The service also regenerated C-23 Sherpa aircraft for use by the U.S. Forest Service and transferred B-57 Canberra aircraft to NASA for high-altitude missions, including eclipse observation.

The War Department noted that work also continues on A-10 Thunderbolt II components, such as engine cowlings, following the completion of the A-10 wing overhaul program in 2024.

In May 2019, a B-52 nicknamed “Wise Guy” became only the second B-52 Stratofortress to return to service from the boneyard, according to Air Force Times. It had entered storage in 2008.

Raine said AMARG not only provides the vital parts needed to keep fleets airborne but also generates billions of dollars in “cost avoidance.”

Every dollar not spent on new equipment is a taxpayer dollar saved, he said.

From fiscal years 2016 through 2026, AMARG reclaimed 79,358 parts—86 percent of them priority items—totaling $4.37 billion in value.

In Fiscal Year 2025, the facility reclaimed 8,399 parts, 85.3 percent of them priority, worth nearly $495 million.

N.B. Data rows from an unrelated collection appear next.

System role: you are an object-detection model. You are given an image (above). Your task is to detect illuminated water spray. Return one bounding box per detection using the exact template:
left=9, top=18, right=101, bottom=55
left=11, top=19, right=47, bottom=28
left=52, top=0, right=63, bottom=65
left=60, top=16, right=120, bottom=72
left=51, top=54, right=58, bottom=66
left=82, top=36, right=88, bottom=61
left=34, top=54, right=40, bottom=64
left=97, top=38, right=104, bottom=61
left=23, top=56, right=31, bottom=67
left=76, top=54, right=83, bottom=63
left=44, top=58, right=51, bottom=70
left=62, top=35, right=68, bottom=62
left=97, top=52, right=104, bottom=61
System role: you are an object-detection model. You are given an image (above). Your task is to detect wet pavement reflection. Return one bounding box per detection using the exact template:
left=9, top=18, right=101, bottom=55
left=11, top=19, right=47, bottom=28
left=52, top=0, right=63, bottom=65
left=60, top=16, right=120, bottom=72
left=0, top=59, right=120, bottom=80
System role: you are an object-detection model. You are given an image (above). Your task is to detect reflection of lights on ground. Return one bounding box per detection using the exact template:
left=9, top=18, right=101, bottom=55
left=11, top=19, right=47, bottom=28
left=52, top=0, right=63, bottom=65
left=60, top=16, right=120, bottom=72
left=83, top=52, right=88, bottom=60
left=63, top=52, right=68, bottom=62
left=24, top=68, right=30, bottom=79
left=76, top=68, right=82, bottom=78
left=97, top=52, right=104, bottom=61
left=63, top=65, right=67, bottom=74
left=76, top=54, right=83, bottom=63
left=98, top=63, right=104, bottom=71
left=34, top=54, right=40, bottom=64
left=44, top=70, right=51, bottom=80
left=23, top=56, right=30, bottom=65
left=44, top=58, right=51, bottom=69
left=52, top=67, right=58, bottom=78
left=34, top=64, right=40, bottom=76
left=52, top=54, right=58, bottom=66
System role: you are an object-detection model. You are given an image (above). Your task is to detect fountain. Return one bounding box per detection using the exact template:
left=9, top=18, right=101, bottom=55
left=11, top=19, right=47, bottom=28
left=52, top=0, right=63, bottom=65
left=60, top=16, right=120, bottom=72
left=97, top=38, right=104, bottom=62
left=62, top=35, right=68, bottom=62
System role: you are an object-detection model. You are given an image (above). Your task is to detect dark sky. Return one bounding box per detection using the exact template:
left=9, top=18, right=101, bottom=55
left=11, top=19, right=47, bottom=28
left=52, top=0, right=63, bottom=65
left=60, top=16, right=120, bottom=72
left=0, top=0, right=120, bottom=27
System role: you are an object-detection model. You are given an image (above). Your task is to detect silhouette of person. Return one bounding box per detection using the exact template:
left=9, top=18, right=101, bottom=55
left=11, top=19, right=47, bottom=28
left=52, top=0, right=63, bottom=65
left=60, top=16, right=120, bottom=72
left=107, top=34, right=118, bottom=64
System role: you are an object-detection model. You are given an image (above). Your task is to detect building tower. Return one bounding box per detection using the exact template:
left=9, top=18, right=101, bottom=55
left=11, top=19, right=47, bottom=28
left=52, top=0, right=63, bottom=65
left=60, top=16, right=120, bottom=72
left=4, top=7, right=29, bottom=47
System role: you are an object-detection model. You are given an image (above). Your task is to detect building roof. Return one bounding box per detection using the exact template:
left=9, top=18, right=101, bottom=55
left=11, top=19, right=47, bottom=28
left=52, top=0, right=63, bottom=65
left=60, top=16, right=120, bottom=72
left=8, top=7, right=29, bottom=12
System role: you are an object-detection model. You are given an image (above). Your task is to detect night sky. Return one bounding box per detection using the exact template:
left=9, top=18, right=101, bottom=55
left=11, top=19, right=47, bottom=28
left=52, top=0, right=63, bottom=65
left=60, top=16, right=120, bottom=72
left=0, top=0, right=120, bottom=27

So far this fiscal year, group crews have salvaged 6,434 parts, 71.8 percent of them priority, valued at $380.6 million.

For high-priority reclamations, the process can take as little as 24 to 48 hours from the time AMARG receives a request, Raine said.

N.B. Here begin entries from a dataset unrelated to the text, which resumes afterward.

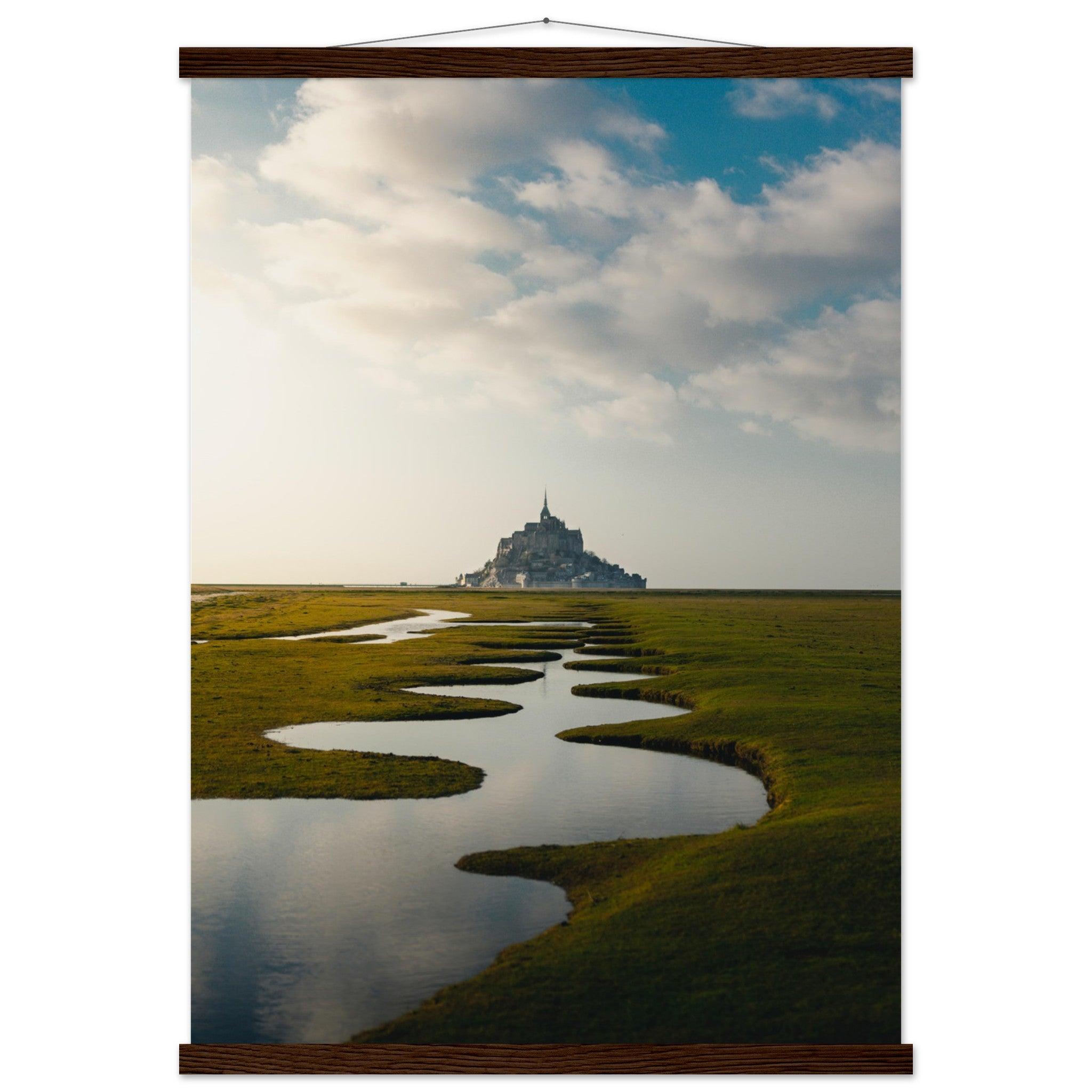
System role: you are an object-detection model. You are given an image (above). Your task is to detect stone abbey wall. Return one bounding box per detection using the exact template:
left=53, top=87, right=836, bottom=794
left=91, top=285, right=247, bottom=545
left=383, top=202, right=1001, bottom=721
left=456, top=498, right=645, bottom=588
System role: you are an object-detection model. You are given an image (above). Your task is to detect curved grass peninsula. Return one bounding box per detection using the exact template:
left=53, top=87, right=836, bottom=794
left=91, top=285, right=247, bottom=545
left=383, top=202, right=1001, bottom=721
left=193, top=588, right=900, bottom=1043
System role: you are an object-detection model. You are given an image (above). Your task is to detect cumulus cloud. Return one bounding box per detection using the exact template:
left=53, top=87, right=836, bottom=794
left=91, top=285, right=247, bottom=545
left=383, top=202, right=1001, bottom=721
left=684, top=299, right=900, bottom=451
left=728, top=80, right=849, bottom=121
left=195, top=80, right=900, bottom=449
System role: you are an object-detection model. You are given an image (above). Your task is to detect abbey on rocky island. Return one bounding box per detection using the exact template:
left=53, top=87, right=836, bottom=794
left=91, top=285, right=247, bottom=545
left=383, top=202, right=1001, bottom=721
left=455, top=494, right=645, bottom=588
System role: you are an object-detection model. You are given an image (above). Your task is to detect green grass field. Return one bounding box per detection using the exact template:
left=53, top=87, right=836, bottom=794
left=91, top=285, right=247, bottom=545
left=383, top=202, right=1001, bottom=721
left=192, top=588, right=901, bottom=1043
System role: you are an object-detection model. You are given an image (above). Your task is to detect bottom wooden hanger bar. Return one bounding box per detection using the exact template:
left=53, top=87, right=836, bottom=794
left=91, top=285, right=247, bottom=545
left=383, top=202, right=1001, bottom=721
left=178, top=1043, right=914, bottom=1074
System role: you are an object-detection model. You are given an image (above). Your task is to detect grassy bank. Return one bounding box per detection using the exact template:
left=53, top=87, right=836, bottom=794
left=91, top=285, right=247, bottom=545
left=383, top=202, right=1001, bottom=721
left=195, top=592, right=901, bottom=1043
left=190, top=589, right=598, bottom=799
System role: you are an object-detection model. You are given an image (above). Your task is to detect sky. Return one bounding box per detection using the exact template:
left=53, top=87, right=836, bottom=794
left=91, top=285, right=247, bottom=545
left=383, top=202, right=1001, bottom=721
left=191, top=80, right=901, bottom=589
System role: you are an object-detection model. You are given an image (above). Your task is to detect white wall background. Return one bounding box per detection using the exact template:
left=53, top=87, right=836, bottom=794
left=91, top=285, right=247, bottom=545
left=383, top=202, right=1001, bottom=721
left=2, top=0, right=1089, bottom=1089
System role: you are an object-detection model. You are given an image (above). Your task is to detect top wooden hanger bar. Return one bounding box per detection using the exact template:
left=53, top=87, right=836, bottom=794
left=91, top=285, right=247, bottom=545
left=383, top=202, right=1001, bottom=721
left=178, top=46, right=914, bottom=80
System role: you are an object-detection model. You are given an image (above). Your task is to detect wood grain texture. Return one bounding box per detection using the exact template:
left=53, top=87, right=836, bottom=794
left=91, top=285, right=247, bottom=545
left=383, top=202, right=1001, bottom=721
left=178, top=1043, right=914, bottom=1074
left=178, top=46, right=914, bottom=78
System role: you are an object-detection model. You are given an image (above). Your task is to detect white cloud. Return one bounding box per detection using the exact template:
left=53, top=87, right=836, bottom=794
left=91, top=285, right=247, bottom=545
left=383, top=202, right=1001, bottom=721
left=682, top=299, right=900, bottom=451
left=728, top=80, right=838, bottom=121
left=195, top=80, right=900, bottom=449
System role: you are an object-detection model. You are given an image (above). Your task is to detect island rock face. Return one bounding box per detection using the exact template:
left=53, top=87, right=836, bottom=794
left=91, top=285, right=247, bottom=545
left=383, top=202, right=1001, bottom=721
left=455, top=496, right=645, bottom=588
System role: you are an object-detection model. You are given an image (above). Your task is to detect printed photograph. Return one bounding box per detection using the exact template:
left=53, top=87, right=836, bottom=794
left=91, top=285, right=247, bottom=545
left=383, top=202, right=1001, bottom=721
left=190, top=73, right=902, bottom=1044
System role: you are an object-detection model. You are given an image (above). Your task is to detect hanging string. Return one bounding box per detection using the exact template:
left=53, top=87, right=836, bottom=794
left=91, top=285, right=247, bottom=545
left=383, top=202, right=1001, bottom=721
left=326, top=19, right=758, bottom=49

More involved reclamations can take longer. On average, parts requests take seven to 10 working days from the time AMARG receives the request, he said.

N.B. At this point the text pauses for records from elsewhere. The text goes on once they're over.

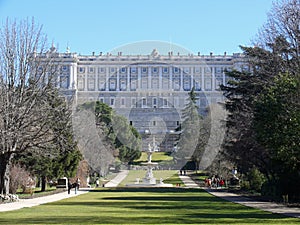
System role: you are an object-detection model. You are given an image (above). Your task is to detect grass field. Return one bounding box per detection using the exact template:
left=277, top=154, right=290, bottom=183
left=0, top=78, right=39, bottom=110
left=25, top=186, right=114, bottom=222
left=119, top=170, right=182, bottom=187
left=0, top=188, right=300, bottom=224
left=134, top=152, right=173, bottom=163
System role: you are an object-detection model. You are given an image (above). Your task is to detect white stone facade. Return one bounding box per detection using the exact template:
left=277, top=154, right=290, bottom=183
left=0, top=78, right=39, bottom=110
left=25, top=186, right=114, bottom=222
left=39, top=49, right=247, bottom=150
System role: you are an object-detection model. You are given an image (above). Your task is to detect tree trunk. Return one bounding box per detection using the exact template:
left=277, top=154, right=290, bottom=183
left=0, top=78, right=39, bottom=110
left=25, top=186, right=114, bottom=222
left=41, top=176, right=47, bottom=192
left=0, top=152, right=12, bottom=195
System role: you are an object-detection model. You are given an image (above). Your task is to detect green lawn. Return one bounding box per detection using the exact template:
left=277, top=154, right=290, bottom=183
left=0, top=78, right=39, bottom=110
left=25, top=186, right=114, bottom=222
left=134, top=152, right=173, bottom=163
left=119, top=170, right=182, bottom=187
left=0, top=188, right=300, bottom=224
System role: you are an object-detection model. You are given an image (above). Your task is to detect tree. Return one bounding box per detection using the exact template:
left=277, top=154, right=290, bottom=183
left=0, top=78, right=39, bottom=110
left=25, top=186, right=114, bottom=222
left=222, top=0, right=300, bottom=197
left=174, top=87, right=201, bottom=169
left=0, top=20, right=72, bottom=193
left=74, top=101, right=141, bottom=176
left=112, top=115, right=142, bottom=164
left=254, top=73, right=300, bottom=198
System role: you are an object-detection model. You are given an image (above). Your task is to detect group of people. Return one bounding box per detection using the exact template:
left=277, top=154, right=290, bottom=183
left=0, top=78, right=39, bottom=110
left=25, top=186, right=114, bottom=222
left=204, top=176, right=225, bottom=188
left=68, top=178, right=80, bottom=194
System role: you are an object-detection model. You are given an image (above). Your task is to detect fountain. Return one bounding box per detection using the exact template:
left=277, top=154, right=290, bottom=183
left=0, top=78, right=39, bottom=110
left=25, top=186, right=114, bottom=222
left=126, top=137, right=173, bottom=187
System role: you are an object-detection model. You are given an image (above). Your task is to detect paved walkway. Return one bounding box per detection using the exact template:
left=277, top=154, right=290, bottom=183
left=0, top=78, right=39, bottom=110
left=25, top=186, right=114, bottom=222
left=0, top=170, right=300, bottom=218
left=0, top=188, right=91, bottom=212
left=0, top=170, right=128, bottom=212
left=105, top=170, right=129, bottom=187
left=179, top=173, right=300, bottom=218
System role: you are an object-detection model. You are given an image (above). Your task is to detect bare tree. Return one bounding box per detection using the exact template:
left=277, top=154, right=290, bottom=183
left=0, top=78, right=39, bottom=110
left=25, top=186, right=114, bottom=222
left=0, top=19, right=64, bottom=194
left=255, top=0, right=300, bottom=59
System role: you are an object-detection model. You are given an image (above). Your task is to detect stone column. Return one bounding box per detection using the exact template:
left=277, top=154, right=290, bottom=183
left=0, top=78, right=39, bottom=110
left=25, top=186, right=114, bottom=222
left=169, top=66, right=174, bottom=90
left=211, top=67, right=216, bottom=91
left=105, top=66, right=110, bottom=91
left=126, top=66, right=130, bottom=91
left=136, top=66, right=142, bottom=89
left=201, top=67, right=205, bottom=91
left=116, top=68, right=120, bottom=91
left=222, top=68, right=226, bottom=85
left=148, top=66, right=152, bottom=90
left=158, top=66, right=163, bottom=90
left=190, top=67, right=195, bottom=89
left=180, top=67, right=183, bottom=91
left=84, top=67, right=88, bottom=91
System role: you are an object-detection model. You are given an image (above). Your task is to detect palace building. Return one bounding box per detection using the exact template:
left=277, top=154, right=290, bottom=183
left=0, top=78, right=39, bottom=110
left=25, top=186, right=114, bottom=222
left=38, top=47, right=247, bottom=151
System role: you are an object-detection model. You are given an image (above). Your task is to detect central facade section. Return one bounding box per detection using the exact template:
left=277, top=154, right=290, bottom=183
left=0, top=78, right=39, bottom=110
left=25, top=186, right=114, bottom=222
left=57, top=49, right=245, bottom=151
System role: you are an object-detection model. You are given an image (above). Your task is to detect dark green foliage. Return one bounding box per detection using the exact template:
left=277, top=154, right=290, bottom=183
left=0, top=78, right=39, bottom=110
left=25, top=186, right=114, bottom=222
left=80, top=101, right=141, bottom=164
left=222, top=0, right=300, bottom=199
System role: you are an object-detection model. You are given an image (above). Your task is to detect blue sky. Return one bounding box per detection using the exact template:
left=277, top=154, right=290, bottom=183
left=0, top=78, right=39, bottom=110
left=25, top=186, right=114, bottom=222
left=0, top=0, right=272, bottom=55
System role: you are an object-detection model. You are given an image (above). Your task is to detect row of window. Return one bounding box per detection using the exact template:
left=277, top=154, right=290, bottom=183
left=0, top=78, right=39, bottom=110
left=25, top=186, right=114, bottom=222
left=99, top=97, right=222, bottom=108
left=77, top=78, right=223, bottom=91
left=78, top=67, right=225, bottom=73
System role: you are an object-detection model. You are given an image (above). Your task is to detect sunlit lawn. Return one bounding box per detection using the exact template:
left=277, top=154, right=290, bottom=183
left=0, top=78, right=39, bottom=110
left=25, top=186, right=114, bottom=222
left=135, top=152, right=173, bottom=163
left=119, top=170, right=182, bottom=187
left=0, top=188, right=300, bottom=224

In most cases, storage is long-term and requires extensive preparation.

“They’re going to clean all the bugs and gunk and grime off,” Raine said. “Then they’ll start the taping process. So cardboard first, then barrier paper.

“The tape holds that in place. This seals up openings. These are the openings that are in the back of the aircraft, and they’ll wax the canopy to keep the spray seal from getting too adhered to the canopy.”

It is mostly for temperature control, but it completes the seal, he said. Then the aircraft is placed in cold storage.

“So the big guys—like these KC-10s—can be put right out in the desert,” Raine said. “When the temperature gets too high or too low, we have to move the plane.”

Cost savings are further driven by more than 271,000 pieces of aircraft production equipment kept on site.

These specialized tools include the original mold for the B-2 Spirit cockpit canopies.

“You can see where the windows went out of the cockpit for the B-2,” Raine said. “And it looks kind of weirdly speckled because it originally had aluminum—what they call an armor shield aluminum coating—on it.”

Driving through the aircraft tooling storage area is like moving through a small city. But the scale of the boneyard becomes clear once one sees the B-52 Stratofortress bombers in various stages of disassembly and the C-5 Galaxy cargo planes with their 223-foot wingspans.

An F-16 Fighting Falcon sat in pieces as a crew performed “egress,” removing explosive components such as ejection-seat systems.

The sprawling landscape is dotted with outbuildings, among them a 1,000- by 180-foot covered facility with adjustable docks for work on C-130 Hercules aircraft and Northrop’s T-38 Talon jet trainer.

Three hard-sided hangars house 20 docks configured for regeneration, modification, and structural repair work, along with commodity shops and adaptive workspaces.

The site also includes a dedicated engine test shop, laser systems for paint removal, and two cranes for heavy lifting.

In October, AMARG expects to complete a temporary maintenance shelter with eight docks designed for F-16 aircraft.

Raine said about 70 percent of the boneyard is used for storage, a figure that fluctuates each year as aircraft and parts move in and out.

“By and large, everything flies itself in,” he said. “As long as stuff goes out, there’s room for aircraft to come in.”